In 2007, the site became a company, which offers online courses, MOOCs, and learning paths on a freemium basis. These courses are created either in house, or in partnership with universities, such as École polytechnique, and companies, such as IBM.

In October 2015, OpenClassrooms signed a deal with the French Government which gives free Premium Solo memberships (€20 per month) to all unemployed people.

In November 2016, OpenClassrooms launched its first bachelor's degree in English in Web Development, recognized internationally.

In December 2016, OpenClassrooms signed a deal with Morocco's ANAPEC (Agence nationale de promotion de l'emploi et des compétences) and offered free Premium Solo memberships to job seekers

By 2017, the number of OpenClassrooms user accounts reached 2 million, with the number of unique visitors reaching 3.5 million per month.

In March 2017, OpenClassrooms signed a deal with Tunisia's ANETI (Agence nationale pour l’emploi et le travail indépendant) and offered free Premium Solo memberships to job seekers.

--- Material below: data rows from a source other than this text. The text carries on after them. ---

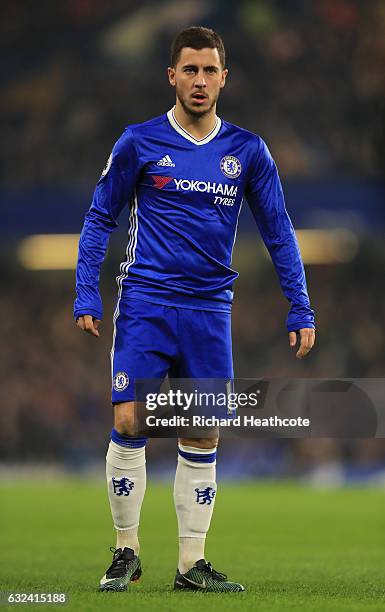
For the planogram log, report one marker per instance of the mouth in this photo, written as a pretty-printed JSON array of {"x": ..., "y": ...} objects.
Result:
[{"x": 199, "y": 98}]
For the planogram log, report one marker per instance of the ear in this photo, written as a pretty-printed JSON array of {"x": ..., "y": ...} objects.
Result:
[
  {"x": 224, "y": 75},
  {"x": 171, "y": 76}
]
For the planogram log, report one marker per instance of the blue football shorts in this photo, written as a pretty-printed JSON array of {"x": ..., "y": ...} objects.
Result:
[{"x": 152, "y": 341}]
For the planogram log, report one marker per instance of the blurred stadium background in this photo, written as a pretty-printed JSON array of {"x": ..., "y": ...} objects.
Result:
[{"x": 308, "y": 76}]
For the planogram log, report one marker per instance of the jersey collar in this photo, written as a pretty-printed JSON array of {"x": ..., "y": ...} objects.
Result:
[{"x": 178, "y": 128}]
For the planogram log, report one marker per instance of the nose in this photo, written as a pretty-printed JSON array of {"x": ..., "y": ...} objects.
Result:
[{"x": 200, "y": 79}]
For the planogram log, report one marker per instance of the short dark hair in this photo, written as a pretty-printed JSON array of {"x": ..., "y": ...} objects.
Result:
[{"x": 197, "y": 37}]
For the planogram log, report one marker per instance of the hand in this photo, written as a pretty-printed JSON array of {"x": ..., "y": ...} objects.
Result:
[
  {"x": 307, "y": 339},
  {"x": 89, "y": 324}
]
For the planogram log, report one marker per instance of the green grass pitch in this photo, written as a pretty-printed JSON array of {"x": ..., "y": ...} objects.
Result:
[{"x": 292, "y": 547}]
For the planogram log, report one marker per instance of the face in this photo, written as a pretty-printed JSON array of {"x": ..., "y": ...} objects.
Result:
[{"x": 198, "y": 78}]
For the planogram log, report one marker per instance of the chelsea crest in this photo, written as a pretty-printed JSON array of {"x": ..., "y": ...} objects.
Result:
[{"x": 231, "y": 166}]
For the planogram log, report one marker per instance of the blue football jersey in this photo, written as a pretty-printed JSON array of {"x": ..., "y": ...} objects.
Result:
[{"x": 185, "y": 196}]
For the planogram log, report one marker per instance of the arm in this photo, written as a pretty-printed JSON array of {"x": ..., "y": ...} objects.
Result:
[
  {"x": 113, "y": 191},
  {"x": 265, "y": 198}
]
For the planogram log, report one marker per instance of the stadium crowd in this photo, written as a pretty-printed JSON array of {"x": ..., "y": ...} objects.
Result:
[
  {"x": 55, "y": 384},
  {"x": 307, "y": 76}
]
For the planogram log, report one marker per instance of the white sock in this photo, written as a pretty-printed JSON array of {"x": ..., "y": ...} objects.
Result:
[
  {"x": 126, "y": 483},
  {"x": 194, "y": 496}
]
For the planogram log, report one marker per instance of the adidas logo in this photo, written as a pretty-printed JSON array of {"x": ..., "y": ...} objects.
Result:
[{"x": 166, "y": 161}]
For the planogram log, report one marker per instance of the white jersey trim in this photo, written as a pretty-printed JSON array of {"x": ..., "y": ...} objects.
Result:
[
  {"x": 124, "y": 268},
  {"x": 178, "y": 128}
]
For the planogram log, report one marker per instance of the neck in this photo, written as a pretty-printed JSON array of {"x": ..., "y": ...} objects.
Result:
[{"x": 196, "y": 125}]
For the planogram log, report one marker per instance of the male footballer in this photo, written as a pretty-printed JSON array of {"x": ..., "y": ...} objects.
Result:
[{"x": 184, "y": 176}]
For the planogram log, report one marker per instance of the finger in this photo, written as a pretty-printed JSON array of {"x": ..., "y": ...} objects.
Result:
[
  {"x": 80, "y": 323},
  {"x": 307, "y": 342},
  {"x": 89, "y": 326}
]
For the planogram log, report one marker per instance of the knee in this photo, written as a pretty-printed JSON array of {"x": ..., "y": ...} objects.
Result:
[
  {"x": 124, "y": 419},
  {"x": 200, "y": 442}
]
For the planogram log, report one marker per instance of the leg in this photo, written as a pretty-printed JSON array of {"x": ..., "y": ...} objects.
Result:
[
  {"x": 206, "y": 354},
  {"x": 139, "y": 351},
  {"x": 126, "y": 476},
  {"x": 194, "y": 496}
]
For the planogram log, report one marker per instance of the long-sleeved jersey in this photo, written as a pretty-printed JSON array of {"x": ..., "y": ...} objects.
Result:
[{"x": 185, "y": 196}]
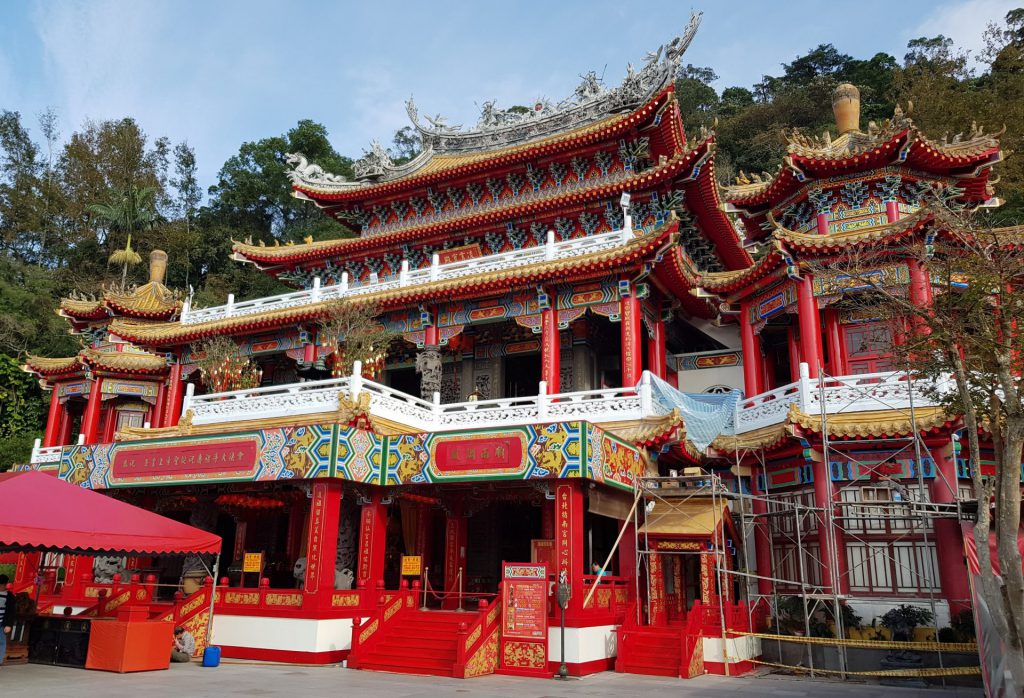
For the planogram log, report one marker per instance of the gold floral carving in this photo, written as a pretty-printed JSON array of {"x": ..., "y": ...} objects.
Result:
[
  {"x": 392, "y": 609},
  {"x": 284, "y": 599},
  {"x": 193, "y": 604},
  {"x": 370, "y": 629},
  {"x": 525, "y": 655},
  {"x": 484, "y": 660},
  {"x": 473, "y": 637}
]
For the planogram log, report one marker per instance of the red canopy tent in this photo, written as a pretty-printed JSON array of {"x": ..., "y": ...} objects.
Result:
[{"x": 38, "y": 512}]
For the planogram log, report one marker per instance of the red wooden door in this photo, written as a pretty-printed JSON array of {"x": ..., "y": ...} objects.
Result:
[{"x": 868, "y": 348}]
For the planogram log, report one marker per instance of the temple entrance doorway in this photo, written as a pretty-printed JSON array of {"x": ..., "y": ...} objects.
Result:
[{"x": 501, "y": 531}]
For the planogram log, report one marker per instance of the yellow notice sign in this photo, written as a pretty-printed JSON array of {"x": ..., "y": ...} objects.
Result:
[
  {"x": 412, "y": 565},
  {"x": 253, "y": 562}
]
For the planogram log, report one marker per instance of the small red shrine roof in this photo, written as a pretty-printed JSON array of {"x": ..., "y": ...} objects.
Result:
[
  {"x": 151, "y": 301},
  {"x": 130, "y": 360},
  {"x": 897, "y": 142}
]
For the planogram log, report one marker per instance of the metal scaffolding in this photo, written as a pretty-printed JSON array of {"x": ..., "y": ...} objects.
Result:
[
  {"x": 805, "y": 527},
  {"x": 845, "y": 520}
]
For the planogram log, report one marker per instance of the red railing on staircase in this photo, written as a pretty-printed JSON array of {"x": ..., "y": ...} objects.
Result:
[{"x": 390, "y": 606}]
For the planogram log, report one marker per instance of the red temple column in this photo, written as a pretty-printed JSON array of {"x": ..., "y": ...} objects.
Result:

In April 2017, OpenClassrooms launched Job Guarantee in France which states that if students do not find employment within six months after graduating from OpenClassrooms, their tuition fees will be refunded. The company launched this internationally in July 2017.

In June 2017, OpenClassrooms launched a partnership program with Capgemini, one of the world's largest IT consulting, outsourcing and professional services companies. This new program is called ‘online apprenticeship’ and aims to build fully online, company-tailored curricula, source candidates, provide on-the-job training, and award them with a bachelor's or master's degree

In April 2021, OpenClassrooms announced it had raised $80 million in funding from investors including the Chan Zuckerberg Initiative.

== Talks and awards ==
In 2015, Mathieu Nebra was named among MIT Innovators Under 35 by MIT Technology Review. In 2016, Pierre Dubuc became one of the Forbes 30 Under 30, in the category "social entrepreneurship".

In May 2016, OpenClassrooms won the ACSEL’R award for digital transformation.

In November 2016, co-founder Pierre Dubuc presented his vision of the education of the future at the Young Leaders session during the World Policy Conference 2016.

In July 2017, OpenClassrooms was one of the finalists at the EdTechXGlobal Europe.